I reapplied teflon tape, still no good. I upped the pressure to about 40-50 PSI (only guessing, since my low side gauge is blown, I have to guess pass 20 PSI) I turned off the first 2, the last two didn't work to create pressure. I think my 2 last folds are not good...? Replacement? More money... u_u What happened to my resolution? lol.

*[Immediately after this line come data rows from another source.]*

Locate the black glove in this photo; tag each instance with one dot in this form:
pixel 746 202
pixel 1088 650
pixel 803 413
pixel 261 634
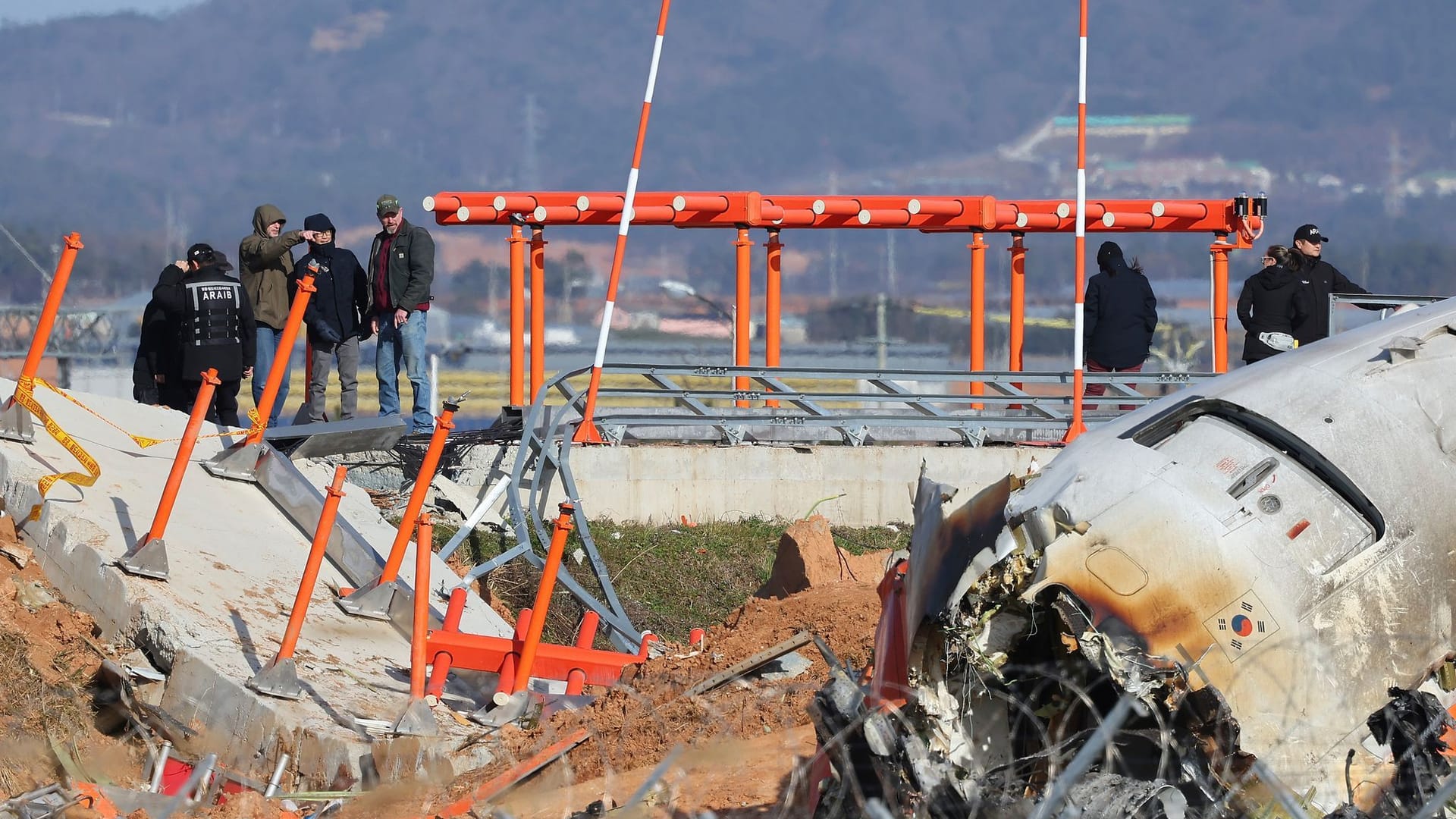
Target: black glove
pixel 325 333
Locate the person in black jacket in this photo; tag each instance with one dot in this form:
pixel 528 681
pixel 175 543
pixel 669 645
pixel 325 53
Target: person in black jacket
pixel 1120 315
pixel 1318 279
pixel 1270 303
pixel 400 271
pixel 335 318
pixel 216 328
pixel 156 376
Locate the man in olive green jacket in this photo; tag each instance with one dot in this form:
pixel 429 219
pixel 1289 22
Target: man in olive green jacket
pixel 265 259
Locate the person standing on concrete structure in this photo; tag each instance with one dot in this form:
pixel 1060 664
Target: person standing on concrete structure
pixel 1119 319
pixel 400 270
pixel 156 376
pixel 216 327
pixel 1270 303
pixel 337 318
pixel 1318 279
pixel 267 268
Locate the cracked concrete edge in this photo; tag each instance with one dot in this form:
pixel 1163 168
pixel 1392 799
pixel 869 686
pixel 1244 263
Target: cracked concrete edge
pixel 243 729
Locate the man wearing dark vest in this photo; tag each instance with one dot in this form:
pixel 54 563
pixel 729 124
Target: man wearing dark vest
pixel 216 330
pixel 400 270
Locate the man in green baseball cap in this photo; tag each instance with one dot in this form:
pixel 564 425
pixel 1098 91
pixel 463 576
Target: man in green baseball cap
pixel 400 270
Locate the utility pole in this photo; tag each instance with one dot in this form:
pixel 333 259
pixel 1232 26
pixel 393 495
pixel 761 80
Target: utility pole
pixel 881 334
pixel 1394 197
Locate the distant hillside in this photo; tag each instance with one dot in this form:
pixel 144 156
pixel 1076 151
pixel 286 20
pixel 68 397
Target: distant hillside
pixel 127 123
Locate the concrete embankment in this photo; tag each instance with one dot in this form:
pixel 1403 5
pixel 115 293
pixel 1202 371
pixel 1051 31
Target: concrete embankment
pixel 865 485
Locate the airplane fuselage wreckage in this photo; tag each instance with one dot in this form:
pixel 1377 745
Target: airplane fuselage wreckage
pixel 1232 601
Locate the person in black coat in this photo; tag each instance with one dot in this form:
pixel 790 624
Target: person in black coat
pixel 1270 303
pixel 156 376
pixel 1318 279
pixel 335 318
pixel 1120 315
pixel 216 330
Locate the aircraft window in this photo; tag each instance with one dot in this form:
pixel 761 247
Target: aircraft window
pixel 1276 477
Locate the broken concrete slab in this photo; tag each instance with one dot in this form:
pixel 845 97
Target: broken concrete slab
pixel 235 561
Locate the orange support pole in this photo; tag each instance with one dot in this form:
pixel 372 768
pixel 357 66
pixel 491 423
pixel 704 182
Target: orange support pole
pixel 149 558
pixel 424 539
pixel 538 312
pixel 743 309
pixel 1018 300
pixel 977 312
pixel 517 387
pixel 53 306
pixel 548 585
pixel 507 675
pixel 585 635
pixel 194 426
pixel 290 334
pixel 417 496
pixel 280 678
pixel 417 719
pixel 441 662
pixel 1219 311
pixel 772 305
pixel 310 569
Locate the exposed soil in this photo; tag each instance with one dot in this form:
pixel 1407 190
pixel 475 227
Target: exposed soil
pixel 49 657
pixel 634 726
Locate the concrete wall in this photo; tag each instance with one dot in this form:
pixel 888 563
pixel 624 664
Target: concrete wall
pixel 664 483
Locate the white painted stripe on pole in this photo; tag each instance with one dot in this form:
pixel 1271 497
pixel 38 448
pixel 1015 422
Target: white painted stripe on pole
pixel 651 74
pixel 1082 202
pixel 601 335
pixel 1076 341
pixel 1082 72
pixel 626 203
pixel 1213 309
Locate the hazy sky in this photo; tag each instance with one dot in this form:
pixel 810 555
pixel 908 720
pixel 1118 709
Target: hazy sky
pixel 36 11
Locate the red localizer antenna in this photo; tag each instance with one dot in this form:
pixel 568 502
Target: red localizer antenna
pixel 587 431
pixel 1078 353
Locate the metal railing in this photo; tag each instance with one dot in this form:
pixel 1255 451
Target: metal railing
pixel 1373 300
pixel 846 407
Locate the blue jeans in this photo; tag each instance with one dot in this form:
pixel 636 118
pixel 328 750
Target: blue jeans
pixel 403 344
pixel 267 350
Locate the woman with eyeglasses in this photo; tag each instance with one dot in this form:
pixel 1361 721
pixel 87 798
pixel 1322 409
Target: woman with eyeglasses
pixel 1270 305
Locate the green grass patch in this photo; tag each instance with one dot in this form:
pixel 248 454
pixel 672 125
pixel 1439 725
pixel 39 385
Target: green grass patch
pixel 670 579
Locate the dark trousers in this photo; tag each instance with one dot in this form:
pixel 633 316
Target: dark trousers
pixel 224 401
pixel 1101 388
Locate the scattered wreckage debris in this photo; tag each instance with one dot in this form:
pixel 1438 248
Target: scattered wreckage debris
pixel 1244 617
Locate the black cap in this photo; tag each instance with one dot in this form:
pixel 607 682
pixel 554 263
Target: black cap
pixel 204 256
pixel 318 222
pixel 1310 234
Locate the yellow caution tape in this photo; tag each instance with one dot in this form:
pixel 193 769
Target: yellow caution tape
pixel 25 397
pixel 143 441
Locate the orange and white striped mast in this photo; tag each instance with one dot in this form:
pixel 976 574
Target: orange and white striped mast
pixel 1078 353
pixel 587 431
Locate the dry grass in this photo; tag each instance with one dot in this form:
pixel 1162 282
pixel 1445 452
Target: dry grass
pixel 33 707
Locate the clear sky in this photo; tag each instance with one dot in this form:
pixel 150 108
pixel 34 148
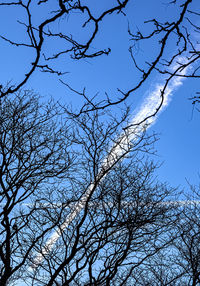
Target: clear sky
pixel 177 125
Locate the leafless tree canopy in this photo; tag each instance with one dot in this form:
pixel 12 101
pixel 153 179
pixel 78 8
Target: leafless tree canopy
pixel 48 160
pixel 175 40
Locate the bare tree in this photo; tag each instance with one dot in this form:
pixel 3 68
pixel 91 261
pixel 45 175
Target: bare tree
pixel 48 160
pixel 186 246
pixel 175 38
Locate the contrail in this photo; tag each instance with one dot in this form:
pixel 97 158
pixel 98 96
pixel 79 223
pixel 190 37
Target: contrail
pixel 142 120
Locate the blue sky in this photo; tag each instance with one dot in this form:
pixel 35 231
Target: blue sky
pixel 177 125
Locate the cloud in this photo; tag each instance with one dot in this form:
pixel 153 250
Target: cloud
pixel 143 119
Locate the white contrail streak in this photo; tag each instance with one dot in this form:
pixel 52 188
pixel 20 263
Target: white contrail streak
pixel 119 150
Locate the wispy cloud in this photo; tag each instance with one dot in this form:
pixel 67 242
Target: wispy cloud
pixel 143 119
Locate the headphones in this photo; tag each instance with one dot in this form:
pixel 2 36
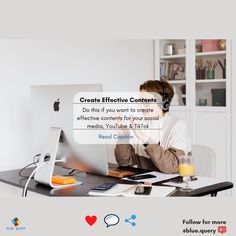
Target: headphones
pixel 165 104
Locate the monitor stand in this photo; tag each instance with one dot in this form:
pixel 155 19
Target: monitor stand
pixel 44 174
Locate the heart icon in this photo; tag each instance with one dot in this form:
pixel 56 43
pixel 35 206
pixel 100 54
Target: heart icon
pixel 91 220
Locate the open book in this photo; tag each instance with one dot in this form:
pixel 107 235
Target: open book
pixel 127 190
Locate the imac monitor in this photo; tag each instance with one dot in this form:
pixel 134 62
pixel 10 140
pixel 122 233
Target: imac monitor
pixel 52 106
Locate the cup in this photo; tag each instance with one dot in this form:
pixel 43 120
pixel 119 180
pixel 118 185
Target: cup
pixel 202 102
pixel 211 74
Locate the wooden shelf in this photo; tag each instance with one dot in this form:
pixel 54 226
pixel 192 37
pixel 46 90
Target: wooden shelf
pixel 178 108
pixel 177 81
pixel 177 56
pixel 198 81
pixel 210 109
pixel 207 54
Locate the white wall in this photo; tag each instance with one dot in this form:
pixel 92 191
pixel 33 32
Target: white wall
pixel 118 65
pixel 233 120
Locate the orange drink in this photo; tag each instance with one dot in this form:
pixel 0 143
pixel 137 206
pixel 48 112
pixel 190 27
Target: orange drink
pixel 186 169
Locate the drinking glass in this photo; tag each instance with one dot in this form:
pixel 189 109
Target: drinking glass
pixel 186 170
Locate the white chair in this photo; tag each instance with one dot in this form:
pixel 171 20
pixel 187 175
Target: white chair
pixel 204 159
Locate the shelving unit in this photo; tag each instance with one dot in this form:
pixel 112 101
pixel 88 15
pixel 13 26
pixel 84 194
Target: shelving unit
pixel 211 87
pixel 208 125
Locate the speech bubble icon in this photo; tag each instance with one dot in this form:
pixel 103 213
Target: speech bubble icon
pixel 111 220
pixel 222 229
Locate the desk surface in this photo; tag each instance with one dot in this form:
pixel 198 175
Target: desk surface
pixel 90 180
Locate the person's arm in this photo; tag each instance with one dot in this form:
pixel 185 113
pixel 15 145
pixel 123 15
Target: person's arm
pixel 167 161
pixel 125 155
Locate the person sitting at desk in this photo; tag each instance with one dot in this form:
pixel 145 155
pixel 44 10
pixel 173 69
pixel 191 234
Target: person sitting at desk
pixel 162 152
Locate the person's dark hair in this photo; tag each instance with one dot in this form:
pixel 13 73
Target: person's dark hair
pixel 161 87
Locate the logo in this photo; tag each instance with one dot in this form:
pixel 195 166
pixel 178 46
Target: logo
pixel 91 220
pixel 16 225
pixel 111 220
pixel 15 222
pixel 56 105
pixel 222 229
pixel 131 220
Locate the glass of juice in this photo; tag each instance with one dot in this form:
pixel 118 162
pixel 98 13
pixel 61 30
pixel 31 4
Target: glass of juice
pixel 186 170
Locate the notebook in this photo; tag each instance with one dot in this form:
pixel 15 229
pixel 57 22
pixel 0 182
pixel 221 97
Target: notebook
pixel 127 190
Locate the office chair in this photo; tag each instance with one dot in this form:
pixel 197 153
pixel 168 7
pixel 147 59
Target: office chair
pixel 204 161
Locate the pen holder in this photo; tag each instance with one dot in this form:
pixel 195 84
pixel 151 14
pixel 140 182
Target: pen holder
pixel 224 73
pixel 200 73
pixel 211 74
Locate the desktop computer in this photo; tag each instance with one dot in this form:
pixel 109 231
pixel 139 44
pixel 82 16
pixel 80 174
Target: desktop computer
pixel 52 131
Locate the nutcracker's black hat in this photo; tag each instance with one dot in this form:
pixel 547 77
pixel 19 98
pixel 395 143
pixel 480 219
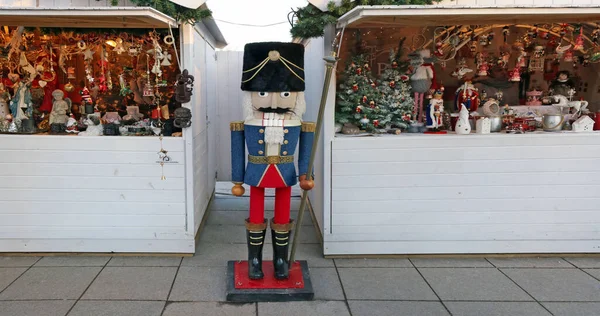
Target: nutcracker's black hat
pixel 273 66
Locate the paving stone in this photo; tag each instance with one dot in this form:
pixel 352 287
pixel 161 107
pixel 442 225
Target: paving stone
pixel 200 284
pixel 10 262
pixel 476 284
pixel 556 284
pixel 51 283
pixel 451 263
pixel 585 262
pixel 209 309
pixel 385 284
pixel 326 284
pixel 144 262
pixel 35 308
pixel 573 309
pixel 336 308
pixel 373 263
pixel 594 272
pixel 117 308
pixel 139 283
pixel 231 234
pixel 7 275
pixel 530 263
pixel 496 309
pixel 396 308
pixel 73 261
pixel 211 254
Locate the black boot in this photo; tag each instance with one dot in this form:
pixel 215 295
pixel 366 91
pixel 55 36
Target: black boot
pixel 255 237
pixel 280 235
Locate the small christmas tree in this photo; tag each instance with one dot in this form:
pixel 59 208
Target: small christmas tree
pixel 358 99
pixel 397 103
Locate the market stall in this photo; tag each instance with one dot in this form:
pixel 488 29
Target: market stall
pixel 463 130
pixel 104 148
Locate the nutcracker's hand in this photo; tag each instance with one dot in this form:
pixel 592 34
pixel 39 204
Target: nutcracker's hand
pixel 238 190
pixel 306 185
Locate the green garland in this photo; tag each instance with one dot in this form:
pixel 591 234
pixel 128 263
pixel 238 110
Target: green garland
pixel 179 13
pixel 311 21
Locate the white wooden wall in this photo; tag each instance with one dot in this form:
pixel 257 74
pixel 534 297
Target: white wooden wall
pixel 199 58
pixel 229 106
pixel 497 193
pixel 92 194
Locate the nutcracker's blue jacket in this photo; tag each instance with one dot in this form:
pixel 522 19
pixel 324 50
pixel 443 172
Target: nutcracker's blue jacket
pixel 253 172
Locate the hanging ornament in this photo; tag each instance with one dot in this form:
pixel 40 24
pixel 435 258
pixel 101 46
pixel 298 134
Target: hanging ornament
pixel 568 56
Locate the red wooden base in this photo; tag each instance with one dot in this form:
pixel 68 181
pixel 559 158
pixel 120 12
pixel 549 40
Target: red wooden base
pixel 295 281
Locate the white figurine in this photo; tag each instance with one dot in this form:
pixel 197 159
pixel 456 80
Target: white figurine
pixel 483 126
pixel 462 126
pixel 583 124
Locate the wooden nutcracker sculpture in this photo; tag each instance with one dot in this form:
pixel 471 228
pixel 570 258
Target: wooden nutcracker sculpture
pixel 273 81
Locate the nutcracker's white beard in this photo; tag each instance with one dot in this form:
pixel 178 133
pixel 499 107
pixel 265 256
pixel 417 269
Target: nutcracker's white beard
pixel 274 135
pixel 296 113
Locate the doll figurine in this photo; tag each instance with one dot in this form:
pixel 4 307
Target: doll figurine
pixel 60 108
pixel 422 79
pixel 273 103
pixel 21 106
pixel 4 99
pixel 434 111
pixel 562 84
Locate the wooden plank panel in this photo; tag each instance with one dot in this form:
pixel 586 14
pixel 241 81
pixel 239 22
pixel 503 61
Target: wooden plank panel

Do you guys know how to remove a low pressure gauge? I just contacted Rex Grigg about getting a replacement tonight, hopefully I get a reply from him soon.


----------



## NeonFlux (May 15, 2008)

Bump, any more advice guys =)?


----------



## NeonFlux (May 15, 2008)

Could you guys think of any more problems besides not creating enough pressure for my two last ports? I cranked my PSI all the way screwed in and it's a still no can do, but, can do for my first 2 ports, their bubble count and pressure is very strong. I just can't figure out why???


----------



## NeonFlux (May 15, 2008)

No more thoughts into this guys? Looks like I'm going to have to try to replace the old low pressure gauge for a new one... Hopefully REX gets back to me SOON. I know how lousy he is to get back to people.. ¬_¬


----------



## NeonFlux (May 15, 2008)

Here are some pictures.


----------



## Seattle_Aquarist (Mar 7, 2008)

Hi NeonFlux,

I just wanted to ask, is your tank valve fully open? It's hard to tell in the picture.


----------



## NeonFlux (May 15, 2008)

Yeah


----------



## NeonFlux (May 15, 2008)

I think i may just found out what my problem is. I yanked out the first two manifolds out from my extender, and put in two of last folds that didn't work. So I used the first two's bubble counters and worked, but the last two bubble counters didn't work. So I have 2 Bad bubble counters that wont work with pressure. And the first two worked with right amount of pressure.

Bad bubble counters


----------



## NeonFlux (May 15, 2008)

Guess what guys?

orlando, one of the pro's in co2, regulators, etc

Is going to let me ship my rex regulator, and all my parts to him! He is going to fix my co2 problems, and he said he will install a NEW low pressure gauge for free. I suppose he has seen this thread lol So he is willing to help fix my problem, no charge, all I have to pay for is shipping. Isn't that great? I'm in his debt! Thanks orlando!!! I must be lucky!


----------